Eating healthy does not have to be bland, boring, and repetitive. There are countless flavors, colors, and textures that are not only healthy but taste AMAZING! So what is holding you back?
Typically it is courage, creativity, and knowledge. So here is an easy but effective challenge for you to try that will broaden your healthy food repertoire and knowledge overtime.
Your body needs a wide array of amino acids, micronutrients, probiotics, gut bacteria, etc. We take frequent blood tests and specifically determine, calculate, and weigh what and exactly how much food you should eat each day … aint nobody got time for dat!
Instead, we can focus on macro balance and improve the variety of foods we eat and as a result be pretty darn close to giving our body nearly all the things it needs to thrive.

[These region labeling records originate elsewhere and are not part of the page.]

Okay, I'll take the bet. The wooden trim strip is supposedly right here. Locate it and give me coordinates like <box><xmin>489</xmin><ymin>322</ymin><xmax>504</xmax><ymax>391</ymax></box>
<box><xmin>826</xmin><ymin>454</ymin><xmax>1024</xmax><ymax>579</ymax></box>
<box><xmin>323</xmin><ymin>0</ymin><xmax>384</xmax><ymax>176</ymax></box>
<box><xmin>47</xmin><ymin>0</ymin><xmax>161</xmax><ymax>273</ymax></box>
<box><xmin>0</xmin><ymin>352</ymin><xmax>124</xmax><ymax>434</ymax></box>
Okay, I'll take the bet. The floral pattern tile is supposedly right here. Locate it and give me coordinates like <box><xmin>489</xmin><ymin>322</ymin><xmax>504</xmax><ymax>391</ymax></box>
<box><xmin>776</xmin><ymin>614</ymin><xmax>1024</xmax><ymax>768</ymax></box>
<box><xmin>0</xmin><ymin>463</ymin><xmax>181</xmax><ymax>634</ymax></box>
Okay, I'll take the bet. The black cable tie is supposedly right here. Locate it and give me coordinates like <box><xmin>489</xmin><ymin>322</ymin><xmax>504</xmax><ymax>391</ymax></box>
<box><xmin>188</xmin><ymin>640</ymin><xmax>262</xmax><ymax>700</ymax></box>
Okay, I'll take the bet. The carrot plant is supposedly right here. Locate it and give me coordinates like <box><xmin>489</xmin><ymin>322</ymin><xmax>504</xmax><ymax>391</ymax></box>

Each week perform at least one of the below 3 options:
- New Food: go to your grocery store, farmers market, local butcher, whatever and pick out one food that you have either never had before or had very little of in your life. This needs to be a fresh, whole food (nothing in a package). If you are in the produce, meet, or nut section you are probably OK. Buy that food and then go home, google the food and figure out a way to cook it up for a meal. Eat and see what you think. I recently tried this with roasted fennel and it now one of my favorite things (hint if you like black licorice flavor, you will LOVE roasted fennel).
- New Cooking Method: you have been to the grocery store and there isn’t anything you haven’t had. Fine. Pick up something you have had before and go home and google new ways to prepare it. Ever bake full, uncut okra at 425 degrees? It shrivels and chars to a bite sized flavor packed side dish that could accompany any grilled meat.
- New Spice(s): Ok you have eaten all the things and cooked them in all the ways. Now try new spice combinations. You can google them or make them up. There are countless combinations to choose from – some more common and some a bit crazy. Personally, I have recently discovered dill and celery seed added to my whole grain rice is a wonderful, refreshing flavor that goes great with fish.
The key is not to try to do it all at once. You need to have routine to stay consistent. However, experimenting once per week to see if you find things you want to add to your routine will not overwhelm you and could have great benefits.
Not every experiment will work out, but that helps you learn as well. Overtime your knowledge of cooking methods and flavors will make your cuisine not only super healthy but super scrumptious.